To display in a Streamlit app, put the above in a script file (say, webtraffic.py) and add the following:

import streamlit as st

st.title("Webtraffic Data")
st.dataframe(wt_slow_but_successful) # first 20 rows

Then in a terminal run:

python -m streamlit run webtraffic.py

Reading JSON Text

To load JSON files as a Pandas DataFrame we use the read_json() function. Examples:

  • pd.read_json("file.json", orient="columns")

  • pd.read_json("file.json", orient="records", lines=True) <== Line-oriented json

Orientations: - split: dict like {index -> [index]; columns -> [columns]; data -> [values]}

For more on reading JSON files, see the Pandas Reading JSON guide.
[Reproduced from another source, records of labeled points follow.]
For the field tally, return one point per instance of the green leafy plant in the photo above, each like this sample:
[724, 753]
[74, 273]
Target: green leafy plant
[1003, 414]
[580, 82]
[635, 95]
Some examples of reading in the same JSON data in different ways follows. In every case, the output is the same DataFrame:

# https://github.com/mafudge/datasets/tree/master/json-formats to view the files
location = "https://raw.githubusercontent.com/mafudge/datasets/refs/heads/master/json-formats"

# Row-oriented JSON [ { "Name": "Alice", "Grade": 12, "Year": 2021 }, { "Name": "Bob", "Grade": 11, "Year": 2022 } ]
students = pd.read_json(f'{location}/students-records.json', orient='records')

# line-oriented JSON { "Name": "Alice", "Grade": 12, "Year": 2021 }\n { "Name": "Bob", "Grade": 11, "Year": 2022 }\n
students = pd.read_json(f'{location}/students-lines.json', orient='records', lines=True)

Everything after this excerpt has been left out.